At Central Michigan University's Biological Station and mesocosm facility on Beaver Island, biologists and students can conduct many kinds of research in a variety of conditions, all at the same time. This is
one of three stories about current wildlife studies. The others concern bloody red shrimp, an invasive pest with a foothold in the Great Lakes; and island chipmunks, which are more than just cute faces.
CMU biology students are putting in detective work to help solve the mystery of disappearing lake whitefish.
The species' importance to northern Michigan is undeniable: The popularity of Great Lakes whitefish as a food source fuels a solid commercial fishing industry.
But their numbers are dropping. Younger ones remain plentiful for sure, but the adults are getting scarcer.
State and federal agencies, and the Little Traverse Bay Bands of Odawa Indians, are on a quest for answers. So are students at the
CMU Biological Station on Beaver Island.
They're taking a hard look at juvenile whitefish in particular.
"Somewhere between the start and the end, there's something going wrong," said Gary Michaud, a CMU graduate student from Milford, Michigan, who also works as a fisheries research technician for the Odawa bands.
Tackling the mystery as a team
The adults spawn in November over cobbly, rocky shoals. The young hatch in spring, and as larvae they're carried by currents and distributed in small bays. The juveniles are in deeper water by mid-July.
That means May, June and early July are perfect times for CMU students to take water samples along the Beaver Island shoreline. Each student has a specific task.
Donnie Uzarski, a sophomore biology student from Remus, Michigan, wants to find out what's going on in those little bays when the whitefish still are larvae. He also wants to know which bays give the little guys their best shot at adulthood.
Using a 100-foot net, he's taking samples at a few different sites this summer. One is along the shoreline near the biological station. Another is a short distance away at a campground.
"Despite their close proximity, they're very different sites," said Uzarski, whose father is Don Uzarski, a CMU biology professor and the biological station's director.
"This one here is more protected, it's shallower, it's sandy, it's warmer. The one down south is deeper, rockier and colder.
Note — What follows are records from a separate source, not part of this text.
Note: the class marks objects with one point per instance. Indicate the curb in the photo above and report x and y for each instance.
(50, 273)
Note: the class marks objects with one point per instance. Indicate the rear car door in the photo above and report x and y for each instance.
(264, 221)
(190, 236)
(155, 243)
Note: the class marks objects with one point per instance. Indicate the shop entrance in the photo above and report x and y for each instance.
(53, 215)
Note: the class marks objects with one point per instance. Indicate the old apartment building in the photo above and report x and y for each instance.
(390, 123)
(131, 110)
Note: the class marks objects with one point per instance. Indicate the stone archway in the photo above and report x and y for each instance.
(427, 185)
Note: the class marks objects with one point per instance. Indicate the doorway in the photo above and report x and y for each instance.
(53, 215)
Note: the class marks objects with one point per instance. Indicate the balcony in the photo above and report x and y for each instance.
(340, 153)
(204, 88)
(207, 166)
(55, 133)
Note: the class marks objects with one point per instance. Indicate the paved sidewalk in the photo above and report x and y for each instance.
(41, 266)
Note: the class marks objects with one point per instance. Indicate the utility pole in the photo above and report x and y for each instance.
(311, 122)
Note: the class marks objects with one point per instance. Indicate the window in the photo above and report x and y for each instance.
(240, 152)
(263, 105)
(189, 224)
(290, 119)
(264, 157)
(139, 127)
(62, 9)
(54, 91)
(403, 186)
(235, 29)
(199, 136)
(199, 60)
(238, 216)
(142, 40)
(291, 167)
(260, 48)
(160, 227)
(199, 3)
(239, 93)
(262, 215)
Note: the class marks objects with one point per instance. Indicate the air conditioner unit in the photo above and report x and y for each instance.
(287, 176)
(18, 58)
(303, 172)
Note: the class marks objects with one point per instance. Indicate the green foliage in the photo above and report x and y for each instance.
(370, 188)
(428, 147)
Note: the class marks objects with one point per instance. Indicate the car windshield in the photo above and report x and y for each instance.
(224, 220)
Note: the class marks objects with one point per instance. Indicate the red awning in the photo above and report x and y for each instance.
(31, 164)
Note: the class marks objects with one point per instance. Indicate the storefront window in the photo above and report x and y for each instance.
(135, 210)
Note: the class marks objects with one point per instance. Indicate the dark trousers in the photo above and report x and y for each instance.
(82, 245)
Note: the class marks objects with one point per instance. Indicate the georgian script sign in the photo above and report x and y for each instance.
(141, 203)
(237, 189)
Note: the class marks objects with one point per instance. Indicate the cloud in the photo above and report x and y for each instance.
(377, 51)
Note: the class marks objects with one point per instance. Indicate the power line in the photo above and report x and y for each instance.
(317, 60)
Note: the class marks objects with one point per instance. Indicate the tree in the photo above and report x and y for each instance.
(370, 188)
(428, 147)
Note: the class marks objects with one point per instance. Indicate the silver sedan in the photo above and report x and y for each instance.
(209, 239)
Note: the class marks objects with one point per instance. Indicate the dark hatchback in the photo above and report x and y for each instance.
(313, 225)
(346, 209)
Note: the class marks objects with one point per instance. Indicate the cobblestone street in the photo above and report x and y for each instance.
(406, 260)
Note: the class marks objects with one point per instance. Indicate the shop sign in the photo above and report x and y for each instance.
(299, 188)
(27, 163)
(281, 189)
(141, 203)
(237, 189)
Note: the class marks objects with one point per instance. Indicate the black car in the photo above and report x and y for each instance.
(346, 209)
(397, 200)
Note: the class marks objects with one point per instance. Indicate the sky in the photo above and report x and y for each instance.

It's exposed to more currents."
Further samples will show the bays with the largest and most numerous juvenile whitefish. They will be the nursery sites researchers hope to build on.
Connor Kowalke, a senior biology major from Romeo, Michigan, is piecing together the relationship between the whitefish and the round goby, a tiny fish that invaded the Great Lakes in the late 20th century.
The relationship is competitive, but how? Kowalke said he wants to learn if the two species are chowing down on the same invertebrates, or if the goby have acquired a taste for the whitefish young.
"Adult lake whitefish have been known to consume round gobies," he said, "so I think it'd be interesting to see if adult round gobies consume juvenile lake whitefish, because that means they're competing with each other at different stages of life."
Kowalke checks his nets and notes the most abundant invertebrates, such as insects and small crustaceans. He also examines the guts of both fish.
A long relationship
Does the whitefish decline constitute a crisis? Michaud says no — at least for now.
"It's a concern," he said. "I think most native species here should be a concern to a lot of people."
To the tribes of northern Michigan, "fish are life," Michaud said. The whitefish issue is of particular interest to them.
They even have cultural importance, he said. A major food and income source for native peoples over thousands of years, whitefish remains have been found alongside the dead in Indian burial grounds.
"The tribal fishermen want their grandkids to be able to fish these fish," Michaud said. "They want grandkids' grandkids to fish these fish."